The perspective swaps between Babs and Iris were made doubly confusing once the two humans became three humans, and the pronoun ‘they’ was used for both Iris and the three of them. I had trouble remembering which one was Iris (neutral gender plant sprout with witch potential) and which was Babs (trans-girl fire spirit that disappears with witch mother?). ‘The boy’ doesn’t even get a name until a powerful witch helps him find it! And what is up with his dad? I couldn’t decide if the dad was accepting or not, because the boy doesn’t always wear his binder (take with a grain of salt and always do your research before getting a binder).

Having three gender queer teens in a single year level, let alone school, is very rare. That alone would have been enough for the novel to process. Then make one of them a plant spirit that talks to faeries with two mothers (one of which took time off work to look after her while she was a plant/seed baby?), and the other a cursed fire spirit. Just for good measure, toss in a cafe owner/worker who is also trans and a trans-boy without a name.

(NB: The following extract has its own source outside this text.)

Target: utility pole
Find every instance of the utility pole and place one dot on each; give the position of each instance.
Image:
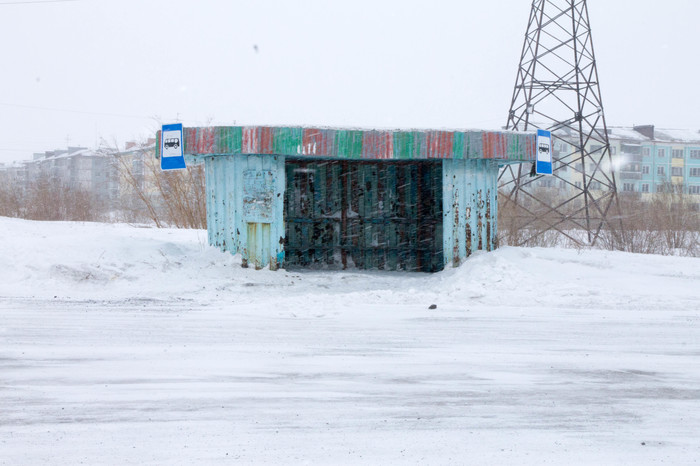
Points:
(557, 89)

What does it mean that Babs is made of fire? Can someone be more specific for me please? So much about this novel seemed unfinished, and I don’t think it was just because I had an ARC copy. I think too many themes and too much was crammed in.

I didn’t like the way Babs’ depression was treated. Ok, so they went to the special understanding GP, but then they just talked about it, and she was magically cured almost immediately? Talk about setting unrealistic expectations. Oh yes, also that the boy is able to just go to the GP to get a script to stop his periods. In my experience, it’s never that easy.

I wanted to love this novel, for the fact that it is a #ownvoices novel. But I couldn’t. I at least finished it but it was a struggle. It wont be coming home with me from vacation and I’m not giving it to any gender queer people I know.